What is Big Data and why is it buzzing around so much?
The term big data refers to a set or collection of data that is so massive, fast and complex that it is next to impossible to process it using the already existing or traditional methods without any advancements.
But the most go to definition for Big Data is the Gartner’s definition.
which states that “Big Data is data that contains greater variety arriving in increasing volumes and ever-higher velocity. This is known as 3’V’s”.The large Volume of data in many systems, the wide Variety of data types stored in big data systems and the velocity at which the data is created, gathered and processed.
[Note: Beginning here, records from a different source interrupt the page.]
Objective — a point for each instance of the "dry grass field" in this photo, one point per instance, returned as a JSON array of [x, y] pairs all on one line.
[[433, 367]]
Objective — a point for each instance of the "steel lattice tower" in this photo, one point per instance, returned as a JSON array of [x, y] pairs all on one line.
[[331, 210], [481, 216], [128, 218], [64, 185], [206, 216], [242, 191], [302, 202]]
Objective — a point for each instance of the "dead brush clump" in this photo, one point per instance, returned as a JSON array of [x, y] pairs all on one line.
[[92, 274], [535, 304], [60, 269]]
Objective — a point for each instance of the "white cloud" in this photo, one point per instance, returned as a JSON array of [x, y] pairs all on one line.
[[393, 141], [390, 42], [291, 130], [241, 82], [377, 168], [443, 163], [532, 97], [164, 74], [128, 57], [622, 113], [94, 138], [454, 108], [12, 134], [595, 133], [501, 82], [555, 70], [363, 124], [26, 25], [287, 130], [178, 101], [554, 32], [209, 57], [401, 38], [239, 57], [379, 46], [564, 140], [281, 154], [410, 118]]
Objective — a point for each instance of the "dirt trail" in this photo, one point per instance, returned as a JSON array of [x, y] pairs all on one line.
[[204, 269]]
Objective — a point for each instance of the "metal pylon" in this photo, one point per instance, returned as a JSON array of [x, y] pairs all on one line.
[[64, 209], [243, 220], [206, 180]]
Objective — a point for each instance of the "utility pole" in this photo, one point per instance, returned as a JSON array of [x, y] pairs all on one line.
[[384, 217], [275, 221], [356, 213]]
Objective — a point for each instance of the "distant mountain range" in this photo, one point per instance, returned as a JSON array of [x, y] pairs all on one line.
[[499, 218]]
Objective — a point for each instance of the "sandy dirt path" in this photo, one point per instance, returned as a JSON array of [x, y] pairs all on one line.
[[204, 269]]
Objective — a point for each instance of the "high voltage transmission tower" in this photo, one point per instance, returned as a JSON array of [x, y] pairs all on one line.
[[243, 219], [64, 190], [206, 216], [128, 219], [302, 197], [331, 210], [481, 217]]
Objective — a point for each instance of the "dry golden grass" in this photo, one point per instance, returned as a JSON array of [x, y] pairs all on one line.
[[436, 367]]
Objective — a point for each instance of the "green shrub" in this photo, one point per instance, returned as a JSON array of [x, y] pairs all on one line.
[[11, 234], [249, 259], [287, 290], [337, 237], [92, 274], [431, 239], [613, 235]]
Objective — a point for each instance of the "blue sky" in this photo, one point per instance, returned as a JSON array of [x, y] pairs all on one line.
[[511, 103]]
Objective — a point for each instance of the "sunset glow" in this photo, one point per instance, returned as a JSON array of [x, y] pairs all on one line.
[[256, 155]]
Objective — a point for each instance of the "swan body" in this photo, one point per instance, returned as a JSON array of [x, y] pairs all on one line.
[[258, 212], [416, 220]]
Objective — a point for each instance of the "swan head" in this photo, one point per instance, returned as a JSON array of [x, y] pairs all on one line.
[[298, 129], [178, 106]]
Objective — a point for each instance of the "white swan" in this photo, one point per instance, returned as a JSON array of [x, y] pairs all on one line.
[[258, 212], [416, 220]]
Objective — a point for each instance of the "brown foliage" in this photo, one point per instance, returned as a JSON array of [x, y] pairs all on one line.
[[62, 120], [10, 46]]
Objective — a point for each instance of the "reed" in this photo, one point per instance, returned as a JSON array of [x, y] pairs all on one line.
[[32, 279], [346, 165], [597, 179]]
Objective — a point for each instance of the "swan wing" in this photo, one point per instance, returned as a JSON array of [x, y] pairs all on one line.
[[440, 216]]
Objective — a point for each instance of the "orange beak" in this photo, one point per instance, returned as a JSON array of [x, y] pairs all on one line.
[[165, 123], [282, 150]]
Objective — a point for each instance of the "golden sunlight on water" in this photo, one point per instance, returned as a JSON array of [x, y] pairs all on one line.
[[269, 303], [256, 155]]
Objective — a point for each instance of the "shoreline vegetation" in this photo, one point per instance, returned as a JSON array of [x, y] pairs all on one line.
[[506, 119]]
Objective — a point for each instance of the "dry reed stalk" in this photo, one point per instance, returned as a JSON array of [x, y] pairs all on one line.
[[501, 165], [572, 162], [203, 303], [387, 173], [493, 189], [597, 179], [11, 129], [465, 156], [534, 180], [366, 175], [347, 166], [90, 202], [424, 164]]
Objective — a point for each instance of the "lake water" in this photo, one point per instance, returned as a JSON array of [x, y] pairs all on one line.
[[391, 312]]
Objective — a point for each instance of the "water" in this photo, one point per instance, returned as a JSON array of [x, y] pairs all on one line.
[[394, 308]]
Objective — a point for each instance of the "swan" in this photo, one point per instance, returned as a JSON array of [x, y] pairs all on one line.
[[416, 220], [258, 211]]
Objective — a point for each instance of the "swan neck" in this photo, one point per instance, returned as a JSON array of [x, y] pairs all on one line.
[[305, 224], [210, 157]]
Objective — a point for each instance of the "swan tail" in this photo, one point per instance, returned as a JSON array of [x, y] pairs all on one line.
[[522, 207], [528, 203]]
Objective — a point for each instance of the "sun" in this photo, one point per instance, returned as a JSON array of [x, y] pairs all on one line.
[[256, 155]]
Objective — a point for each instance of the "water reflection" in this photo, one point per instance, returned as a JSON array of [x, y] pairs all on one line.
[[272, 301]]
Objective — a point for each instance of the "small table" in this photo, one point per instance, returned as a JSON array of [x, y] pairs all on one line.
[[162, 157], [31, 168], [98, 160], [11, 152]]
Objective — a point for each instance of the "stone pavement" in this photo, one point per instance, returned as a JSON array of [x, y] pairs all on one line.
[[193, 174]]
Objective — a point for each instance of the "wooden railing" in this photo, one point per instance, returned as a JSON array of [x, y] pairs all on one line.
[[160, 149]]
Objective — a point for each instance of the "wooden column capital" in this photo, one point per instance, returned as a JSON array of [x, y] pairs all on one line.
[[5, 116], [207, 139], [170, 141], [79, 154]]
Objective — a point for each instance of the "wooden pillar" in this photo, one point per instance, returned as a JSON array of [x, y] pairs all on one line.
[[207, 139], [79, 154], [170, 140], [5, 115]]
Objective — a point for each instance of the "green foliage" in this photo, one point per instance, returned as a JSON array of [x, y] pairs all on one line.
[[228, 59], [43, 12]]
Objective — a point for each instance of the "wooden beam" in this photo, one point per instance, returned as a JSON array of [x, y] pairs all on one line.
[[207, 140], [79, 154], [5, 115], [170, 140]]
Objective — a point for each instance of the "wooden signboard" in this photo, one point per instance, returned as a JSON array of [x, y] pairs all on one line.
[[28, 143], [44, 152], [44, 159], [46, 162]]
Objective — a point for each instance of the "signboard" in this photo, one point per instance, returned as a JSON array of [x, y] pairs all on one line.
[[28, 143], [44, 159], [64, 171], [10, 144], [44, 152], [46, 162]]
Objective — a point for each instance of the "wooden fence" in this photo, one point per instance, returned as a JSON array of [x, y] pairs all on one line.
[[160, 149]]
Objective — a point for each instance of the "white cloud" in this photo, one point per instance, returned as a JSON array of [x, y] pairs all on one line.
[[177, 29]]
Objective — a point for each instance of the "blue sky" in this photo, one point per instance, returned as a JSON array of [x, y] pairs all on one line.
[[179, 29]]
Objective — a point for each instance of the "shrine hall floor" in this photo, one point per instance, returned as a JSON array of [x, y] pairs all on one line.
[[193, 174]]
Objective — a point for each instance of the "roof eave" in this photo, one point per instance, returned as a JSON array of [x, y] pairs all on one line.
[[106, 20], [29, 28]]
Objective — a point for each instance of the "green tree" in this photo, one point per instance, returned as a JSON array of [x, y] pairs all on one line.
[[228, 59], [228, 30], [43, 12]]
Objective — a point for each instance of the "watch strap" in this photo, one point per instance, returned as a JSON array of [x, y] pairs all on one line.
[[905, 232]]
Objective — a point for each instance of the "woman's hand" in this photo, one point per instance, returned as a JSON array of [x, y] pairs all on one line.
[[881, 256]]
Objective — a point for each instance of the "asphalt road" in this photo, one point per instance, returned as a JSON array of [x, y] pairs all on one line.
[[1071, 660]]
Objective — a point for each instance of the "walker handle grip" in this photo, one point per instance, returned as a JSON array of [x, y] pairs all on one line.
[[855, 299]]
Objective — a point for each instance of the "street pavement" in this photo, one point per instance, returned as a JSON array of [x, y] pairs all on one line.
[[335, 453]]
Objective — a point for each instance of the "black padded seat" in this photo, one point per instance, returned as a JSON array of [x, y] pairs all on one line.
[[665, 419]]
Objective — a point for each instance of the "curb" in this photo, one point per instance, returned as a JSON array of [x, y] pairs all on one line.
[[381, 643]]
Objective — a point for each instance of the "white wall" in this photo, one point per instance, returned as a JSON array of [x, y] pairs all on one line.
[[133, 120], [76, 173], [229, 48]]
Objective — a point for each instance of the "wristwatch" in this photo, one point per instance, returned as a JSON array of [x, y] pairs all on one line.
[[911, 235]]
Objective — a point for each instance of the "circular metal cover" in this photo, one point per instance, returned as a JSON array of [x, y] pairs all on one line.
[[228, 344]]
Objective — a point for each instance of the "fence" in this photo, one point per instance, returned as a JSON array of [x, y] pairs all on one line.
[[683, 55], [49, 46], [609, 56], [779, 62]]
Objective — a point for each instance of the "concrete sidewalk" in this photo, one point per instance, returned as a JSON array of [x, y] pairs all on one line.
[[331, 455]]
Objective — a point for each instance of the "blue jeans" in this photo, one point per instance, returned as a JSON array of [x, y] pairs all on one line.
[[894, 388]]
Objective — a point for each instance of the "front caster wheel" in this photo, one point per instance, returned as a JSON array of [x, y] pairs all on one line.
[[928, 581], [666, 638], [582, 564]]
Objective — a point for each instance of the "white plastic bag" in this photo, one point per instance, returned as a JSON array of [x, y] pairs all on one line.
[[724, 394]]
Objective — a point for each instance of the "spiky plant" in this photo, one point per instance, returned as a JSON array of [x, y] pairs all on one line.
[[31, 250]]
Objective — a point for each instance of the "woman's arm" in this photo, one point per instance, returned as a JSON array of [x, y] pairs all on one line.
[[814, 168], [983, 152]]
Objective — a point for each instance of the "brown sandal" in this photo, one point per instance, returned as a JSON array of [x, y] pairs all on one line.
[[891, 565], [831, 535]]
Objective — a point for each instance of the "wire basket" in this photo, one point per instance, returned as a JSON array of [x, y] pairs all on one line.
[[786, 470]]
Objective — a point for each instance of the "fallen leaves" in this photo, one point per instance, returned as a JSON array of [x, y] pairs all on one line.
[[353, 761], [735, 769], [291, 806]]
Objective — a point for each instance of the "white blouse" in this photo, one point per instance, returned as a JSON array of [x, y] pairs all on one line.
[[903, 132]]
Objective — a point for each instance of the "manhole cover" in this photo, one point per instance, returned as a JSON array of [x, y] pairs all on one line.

As far as the current requirements, the utilization of big data enables the companies to become progressively customer-centric.
When was the term Big Data first used and Why?
In 1980 Oxford English Discovery folks discovered, that sociologist Charles Tilly was the very first person to use the term Big Data in his article.
Later in 1990 Peter denning thought of building machines that can recognise or forecast patterns in data.
Then in 1997 Michael Cox and David Ellsworth used the term data for the first time in ACM paper. In 1998 John Mashey of SGI was credited for being the first one to spread the term and concept of Big-Data.
Later In 2000, Francis Diebold stated big-Data as “the explosion in quantity and sometimes quality of available and potentially relevant data”.
In 2001 Industry analyst Doug Laney came up with the 3’V’s of Big-Data. 2005 Tim O’Reilly published “what is web 2.0?” Where the term Big Data in its modern context.
In 2005 Hadoop was created by Yahoo! build on top of Google’s MapReduce.
Later in 2008 Google processed 20 petabytes of data in a single day.
Year 2013 4.4 zettabytes of information was produced by the universe.
From 2016 till now businesses are implementing the latest big data technologies such as in-memory technologies to take advantage of big data.
The term big data is no longer the term it used to be. It has become more important than it was ever and this fact demands an answer to a major question…
What size of Data is considered as Big to be termed as Big Data?
We have so many relative assumptions for the term Big Data. It is possible that the amount of 50-60 terabytes of data can be considered as big data for a Start-up but it is not considered as Big Data for Multinational technology companies like Google and Facebook. This is because they do have storage devices to store and process that amount of data. Big Data is the amount of data just beyond a particular technology’s or company’s capacity to store, manage and process efficiently.
The three ‘V’s of Big Data…
According to Doug Laney, velocity is becoming more of a factor as organisations look to more and more operational decisions to automate processes in real-time.
Volume: As the name suggests volume is the amount of data and the amount of data matters. For some bigger organizations, this might be hundreds and thousands of petabytes of data. With big data, high volumes of data needs to be stored which can’t be processed on a single machine.
Velocity: Velocity is the rate at which the data is received. Which is very high and needs to respond in real-time.
Variety: The data arrived is in many formats or types and from a lot of different sources.
Why Big Data is a problem for bigger companies and what are the challenges that they face?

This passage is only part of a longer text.